“I did,” said Schuyler Carleton, stepping forward. His face was almost as white as the dead girl’s, and he was scarcely able to make his voice heard. “I came in with a latch-key, and found her here, just as you see her now.”
As Carleton spoke Cicely Dupuy stared at him with that curious expression that seemed to show something more than grief and horror. Her emotional bewilderment was not surprising in view of the awful situation, but her look was a strange one, and for some reason it greatly disconcerted the man.

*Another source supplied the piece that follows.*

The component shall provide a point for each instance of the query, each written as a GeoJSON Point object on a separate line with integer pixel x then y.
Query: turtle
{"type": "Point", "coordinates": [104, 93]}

None of this escaped the notice of Doctor Hills. Looking straight at Carleton, but with a kindly expression replacing the stern look on his face, he went on:
“And when you came in, was Miss Van Norman just as we see her now?”
“Practically,” said Carleton. “I couldn’t believe her dead. And I tried to rouse her. Then I saw the dagger on the floor at her feet——”
“On the floor?” interrupted Doctor Hills.
“Yes,” replied Carleton, whose agitation was increasing, and who had sunk into a chair because of sheer inability to stand. “It was on the floor at her feet—right at her feet. I picked it up, and there was blood on it—there is blood on it—and I laid it on the table. And then I saw the paper—the paper that says she killed herself. And then—and then I turned on the lights and rang the servants’ bells, and Cicely—Miss Dupuy—came, and the others, and—that’s all.”
Schuyler Carleton had with difficulty concluded his narration, and he sat clenching his hands and biting his lips as if at the very limit of his powers of endurance.
Doctor Hills again glanced round the assembly in that quick way of his, and said:
“Did any of you have reason to think Miss Van Norman had any thought of taking her own life?”